The mystery to the whereabouts of renowned Rockport, Mass. artist William H. Stilson has been solved.
The Montgomery County Coroner's Office last year identified Stilson as the skeletal remains found by a construction worker along the Pennsylvania Turnpike on the morning of Jan. 11, 2013 in a wooded area in Kulpsville, near the Lansdale interchange of the Pennsylvania Turnpike's northeast extension.
Montgomery County Coroner's Office Chief Medical Investigator Alexander Balacki said Stilson's remains were there for "several years."
The cause of death was a gunshot wound to the head. A handgun was found next to the body. Stilson was dressed in Guess jeans and a Ralph Lauren shirt, police said. Stilson had extensive dental work and a condition that required chest surgery.
Balacki said identification was made through a combination of car keys found on the body, dental records and searching the Internet.
"We contacted (a family member) through a blog. That's how we got the ball rolling," Balacki said.
Stilson's family donated his bones to the coroner's office, he said.
Stilson ran a gallery in Rockport, Mass. Specializing in seascape and figure paintings, his work dates back to the 1960s and 1970s.
On an online bulletin board from 2007 dedicated to Stilson, friends and family recount memories and experiences with the painter.
"I met him (in Rockport) in 1984 and found him to be a very fascinating man! If I recall correctly, Rockport was his summer home and at the time he was spending winters in Williamsburg, Va.," wrote J.C. Pelletier.
"My wife and I bought a signed print in the late `60s or early `70s. When I told my father about the purchase, he laughed because he had delivered Bill as a baby. Bill had broken contact with his family who didn't know he was in Rockport according to my dad. We still love our Stilson after all these years," wrote Barry Wessler.
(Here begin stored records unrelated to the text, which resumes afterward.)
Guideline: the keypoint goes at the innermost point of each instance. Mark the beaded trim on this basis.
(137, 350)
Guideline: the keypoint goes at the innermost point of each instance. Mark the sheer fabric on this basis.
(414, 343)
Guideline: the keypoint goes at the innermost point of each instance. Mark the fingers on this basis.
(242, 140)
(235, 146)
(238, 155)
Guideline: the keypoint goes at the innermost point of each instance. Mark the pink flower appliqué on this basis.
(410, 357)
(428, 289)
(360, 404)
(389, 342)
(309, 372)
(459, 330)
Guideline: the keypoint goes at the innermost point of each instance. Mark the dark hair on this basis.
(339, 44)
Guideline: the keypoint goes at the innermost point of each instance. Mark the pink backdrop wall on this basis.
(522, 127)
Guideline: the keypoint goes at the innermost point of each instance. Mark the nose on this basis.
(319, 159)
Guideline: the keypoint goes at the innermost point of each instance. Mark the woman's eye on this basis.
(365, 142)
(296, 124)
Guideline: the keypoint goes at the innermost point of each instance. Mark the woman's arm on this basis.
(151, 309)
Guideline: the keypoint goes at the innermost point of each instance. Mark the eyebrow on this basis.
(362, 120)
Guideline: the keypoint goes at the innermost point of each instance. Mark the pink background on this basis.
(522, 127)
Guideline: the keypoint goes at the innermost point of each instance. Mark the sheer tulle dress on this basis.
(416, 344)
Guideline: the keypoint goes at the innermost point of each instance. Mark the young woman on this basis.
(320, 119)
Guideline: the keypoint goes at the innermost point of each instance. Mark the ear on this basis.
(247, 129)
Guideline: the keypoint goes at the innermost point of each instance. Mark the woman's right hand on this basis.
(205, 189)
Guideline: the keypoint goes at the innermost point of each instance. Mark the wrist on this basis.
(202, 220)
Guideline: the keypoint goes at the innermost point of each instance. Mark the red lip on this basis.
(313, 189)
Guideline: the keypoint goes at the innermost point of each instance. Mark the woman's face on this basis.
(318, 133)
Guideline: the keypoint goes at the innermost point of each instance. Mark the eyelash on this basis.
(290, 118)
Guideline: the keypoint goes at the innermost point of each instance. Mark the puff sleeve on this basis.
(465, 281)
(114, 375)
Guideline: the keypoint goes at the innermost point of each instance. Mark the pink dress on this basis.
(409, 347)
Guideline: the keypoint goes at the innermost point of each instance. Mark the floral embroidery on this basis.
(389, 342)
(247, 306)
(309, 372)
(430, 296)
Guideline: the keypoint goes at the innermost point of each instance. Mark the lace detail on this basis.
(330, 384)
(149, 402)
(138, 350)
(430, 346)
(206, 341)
In the late 1990s, Stilson was suffering from depression and living in Ft. Lauderdale, Fl., according to a post from his ex-wife Brooke Taney. She confirmed Stilson had a heart problem and surgery.
"I knew Bill while I lived in the Boston area in the mid `70s," wrote Eric Hanner. "He came to the airport for instruction and was a student of mine. We became friends and I purchased an oil and a copy of 'Reflections,' which is still hanging in our bath. I have searched for him in the past to no avail. I do know he crashed the Bellanca tri tail he owned but survived the crash as it wasn't a serious indecent as I recall. I was in my 20s back then and am now 60 so he would be getting on if he is still alive. Bill was a very interesting fellow. I do know that some of the large art foundations, private collectors in the Boston area, had been purchasing quite a bit of his work for several years."
This story was a follow-up to the original story published by various local media outlets last year.